Klikwarta.com, Jawa Timur - Tragedi Kebakaran Kapal Motor Penyeberangan KMP Mutiara Sentosa 2 di perairan Sumenep, Madura menelan korban jiwa. Insiden yang terjadi Minggu (2/8/2026) saat kapal dalam pelayaran Surabaya-Makassar itu menyita perhatian Anggota DPRD Jawa Timur dari Fraksi PPP, Nurul Huda.
Politisi asal Madura yang duduk di Komisi D DPRD Jatim ini menyampaikan duka mendalam dan mendesak ada evaluasi total terhadap aspek keselamatan transportasi laut.
"Kami menyampaikan belasungkawa sedalam-dalamnya atas wafatnya lima korban dalam musibah kebakaran KMP Mutiara Sentosa 2. Semoga para korban mendapatkan tempat terbaik di sisi Allah SWT dan keluarga yang ditinggalkan diberikan ketabahan," ujar Nurul Huda, Senin (3/8/2026).
Ia juga mendoakan ratusan penumpang dan awak kapal yang berhasil dievakuasi agar segera pulih. "Semoga seluruh korban yang berhasil diselamatkan diberikan kesehatan dan kekuatan. Trauma akibat musibah seperti ini tentu membutuhkan perhatian serius, sehingga pendampingan psikologis juga penting dilakukan," katanya.
Ra Huda, sapaan akrab Nurul Huda, menyebut tragedi ini harus menjadi peringatan keras bagi semua pemangku kepentingan. Menurutnya keselamatan penumpang tidak boleh dikompromikan.
"Kami berharap pihak-pihak terkait melakukan pengecekan secara menyeluruh terhadap setiap kapal sebelum berlayar. Keselamatan penumpang harus menjadi prioritas utama sehingga kejadian serupa tidak kembali terulang," tegasnya.
Ia meminta setiap kapal yang akan beroperasi wajib menjalani pemeriksaan kelayakan secara ketat. Evaluasi menyeluruh terhadap sistem keselamatan pelayaran juga harus segera dilakukan agar kejadian serupa tidak terulang.
Selain itu, Ra Huda mendorong koordinasi antarinstansi diperkuat selama proses penanganan masih berlangsung.
"Kami meminta seluruh pihak terkait, baik di lingkungan Pemerintah Provinsi Jawa Timur maupun Pemerintah Kabupaten, terus melakukan komunikasi aktif dalam penanganan lalu lintas darat, laut, maupun udara agar proses evakuasi, pencarian, hingga pelayanan kepada korban berjalan optimal," tuturnya.
Berdasarkan data sementara, sebanyak 236 penumpang dan awak KMP Mutiara Sentosa 2 berhasil dievakuasi dari perairan Sumenep.

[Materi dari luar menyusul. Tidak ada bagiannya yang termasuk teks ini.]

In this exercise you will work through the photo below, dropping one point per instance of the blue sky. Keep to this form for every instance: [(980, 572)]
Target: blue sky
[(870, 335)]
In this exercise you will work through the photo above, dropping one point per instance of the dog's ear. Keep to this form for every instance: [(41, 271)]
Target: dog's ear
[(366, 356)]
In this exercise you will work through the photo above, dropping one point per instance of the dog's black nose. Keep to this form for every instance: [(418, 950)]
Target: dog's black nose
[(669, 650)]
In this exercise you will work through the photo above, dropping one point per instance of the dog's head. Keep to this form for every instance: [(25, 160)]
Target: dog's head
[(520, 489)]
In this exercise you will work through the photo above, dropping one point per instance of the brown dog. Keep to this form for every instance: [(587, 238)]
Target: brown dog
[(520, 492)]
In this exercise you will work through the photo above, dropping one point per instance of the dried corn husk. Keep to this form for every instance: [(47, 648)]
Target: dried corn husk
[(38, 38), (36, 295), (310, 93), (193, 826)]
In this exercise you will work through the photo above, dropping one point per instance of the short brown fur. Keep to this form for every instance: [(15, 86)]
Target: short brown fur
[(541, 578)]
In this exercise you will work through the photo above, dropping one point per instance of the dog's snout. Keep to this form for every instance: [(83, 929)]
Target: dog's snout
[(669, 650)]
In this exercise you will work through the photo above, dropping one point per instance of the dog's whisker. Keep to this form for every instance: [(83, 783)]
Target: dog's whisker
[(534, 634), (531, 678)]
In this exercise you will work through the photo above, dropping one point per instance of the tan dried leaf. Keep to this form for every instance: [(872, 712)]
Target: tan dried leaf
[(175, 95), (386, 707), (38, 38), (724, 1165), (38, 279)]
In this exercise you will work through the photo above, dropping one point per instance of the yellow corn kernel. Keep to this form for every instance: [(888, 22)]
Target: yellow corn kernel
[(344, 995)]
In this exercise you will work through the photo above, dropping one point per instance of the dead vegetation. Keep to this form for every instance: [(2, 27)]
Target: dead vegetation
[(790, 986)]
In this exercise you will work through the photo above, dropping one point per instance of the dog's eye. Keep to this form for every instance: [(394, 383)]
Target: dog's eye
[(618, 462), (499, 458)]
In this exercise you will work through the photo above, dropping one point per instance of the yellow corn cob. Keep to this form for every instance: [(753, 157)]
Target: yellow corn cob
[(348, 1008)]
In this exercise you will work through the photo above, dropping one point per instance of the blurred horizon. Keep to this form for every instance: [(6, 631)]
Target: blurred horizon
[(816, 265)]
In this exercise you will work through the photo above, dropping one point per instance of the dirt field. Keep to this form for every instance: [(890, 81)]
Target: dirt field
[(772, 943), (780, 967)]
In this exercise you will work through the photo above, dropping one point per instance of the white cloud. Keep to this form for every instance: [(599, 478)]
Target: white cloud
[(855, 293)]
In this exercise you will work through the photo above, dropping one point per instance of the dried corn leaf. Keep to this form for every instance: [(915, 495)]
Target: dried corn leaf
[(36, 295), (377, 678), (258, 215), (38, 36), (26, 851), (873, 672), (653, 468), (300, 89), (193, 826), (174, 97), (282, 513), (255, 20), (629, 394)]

Lima orang dinyatakan meninggal dunia.
Hingga Senin (3/8/2026), tim SAR gabungan masih melanjutkan pencarian dan pencocokan jumlah korban yang dievakuasi dengan data manifes penumpang.
Musibah ini menjadi duka bagi seluruh masyarakat Jawa Timur, khususnya Madura, dan diharapkan menjadi momentum pembenahan sistem keselamatan pelayaran di wilayah perairan nasional.